Unsupervised Multimodal Neural Machine Translation with Pseudo Visual Pivoting
This work addresses the problem of improving translation accuracy in unsupervised multimodal settings for researchers and practitioners, representing an incremental advancement by integrating visual cues into existing unsupervised methods.
The paper tackles the challenge of aligning source-target sentences in unsupervised multimodal machine translation by leveraging visual content for disambiguation and latent space alignment, resulting in significant improvements over state-of-the-art methods on the Multi30K dataset with good generalization when images are unavailable at test time.
Unsupervised machine translation (MT) has recently achieved impressive results with monolingual corpora only. However, it is still challenging to associate source-target sentences in the latent space. As people speak different languages biologically share similar visual systems, the potential of achieving better alignment through visual content is promising yet under-explored in unsupervised multimodal MT (MMT).

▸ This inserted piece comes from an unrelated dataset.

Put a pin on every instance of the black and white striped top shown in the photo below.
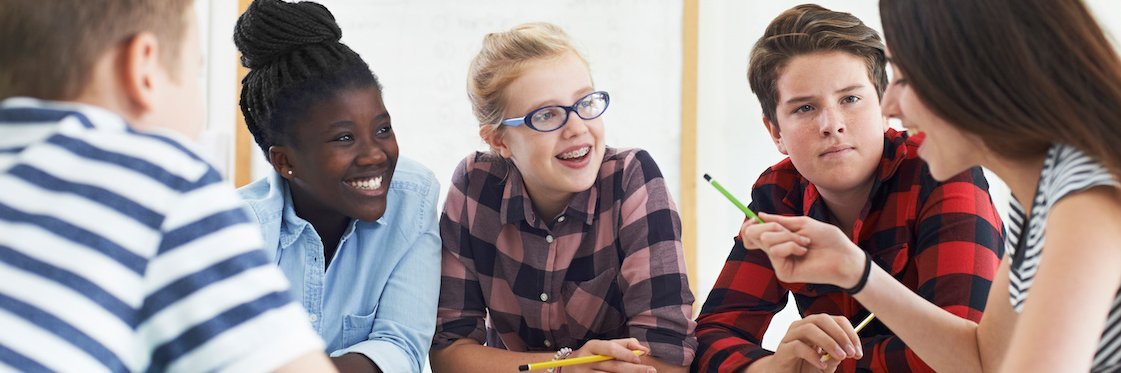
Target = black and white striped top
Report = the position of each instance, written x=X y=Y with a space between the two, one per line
x=1066 y=170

In this paper, we investigate how to utilize visual content for disambiguation and promoting latent space alignment in unsupervised MMT. Our model employs multimodal back-translation and features pseudo visual pivoting in which we learn a shared multilingual visual-semantic embedding space and incorporate visually-pivoted captioning as additional weak supervision. The experimental results on the widely used Multi30K dataset show that the proposed model significantly improves over the state-of-the-art methods and generalizes well when the images are not available at the testing time.